Enhanced soundproofing

(This is the level we typically do in our budget-based homes). The sound batts can be combined with additional layers of drywall. As an additional strategy specialty products such as Certainteed’s QuietRock drywall can be used. The QuietRock application can increase the wall’s sound performance by up to 13 dBs. Additionally, the drywall can be separated from the framing with a metal channel to help reduce sound vibration transmission. The addition of extra drywall, metal channel and QuietRock will begin to incur significant additional costs. (we would not typically use QuietRock unless the client requested it, as it comes at a premium price) This can be applied to walls and floors with similar improvements. Remember that eliminating sound transmission through a wood-framed floor with hard surface flooring is challenging without extreme measures.

Premium soundproofing

If you want to eliminate sound between walls, build a 2-wall assembly separated by an air space. Better yet, separate the floor sheeting with a saw cut (if your engineer will allow it). This prevents the sound vibrations from transmitting through the wood framing. Combine the double wall with sound batts, QuietRock, and Green Glue between the drywall and metal channel, and you begin to really eliminate sound transmission. If practical, preventing air movement between the rooms will also significantly reduce noise transfer – use air-tight electrical boxes and ensure outlets are not installed back to back. Sealing one wall with spray foam insulation will air-seal one room from another and reduce sound transmission.

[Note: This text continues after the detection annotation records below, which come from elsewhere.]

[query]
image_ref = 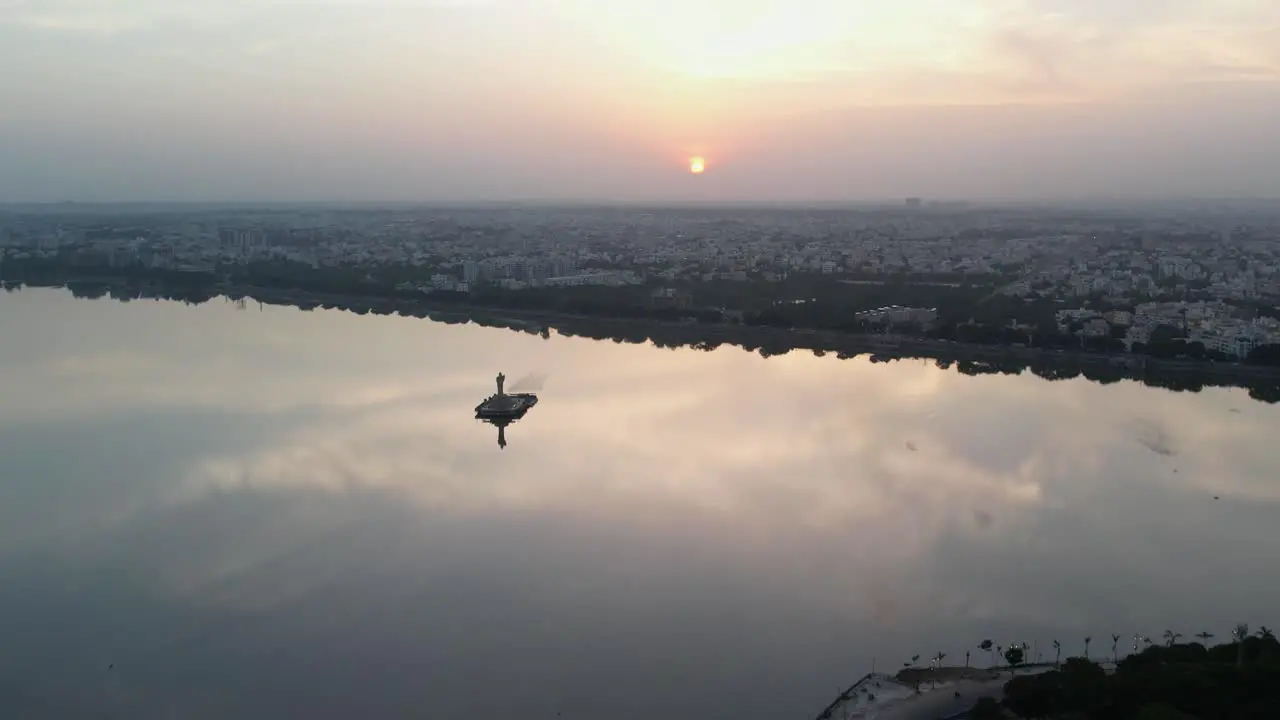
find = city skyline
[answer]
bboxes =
[0,0,1280,202]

Sound Proofing Wood Frame Home

Floors like the ones above are more difficult. The above strategies, combined with a 1.5″ concrete topping, are the best you can do without framing a secondary ceiling separate from the floor framing. As you can imagine, the cost starts to go up exponentially.

Even with sound batts, QuietRock, Green Glue, metal channels, and concrete topping, the sound will still transmit from floor to floor. Additionally, open stairwells and air gaps below doors make it difficult for a wood-frame home to eliminate sound transmission.

If soundproofing is a high-priority expectation for your new build or renovation, highlight this in the early design meetings so your design team and builder can incorporate it into the build. Concrete topping and double stud walls cannot be easily added once construction has begun. 

As mentioned above, the strategies come with additional costs and, if added during construction, will most likely not fit within the original budgets.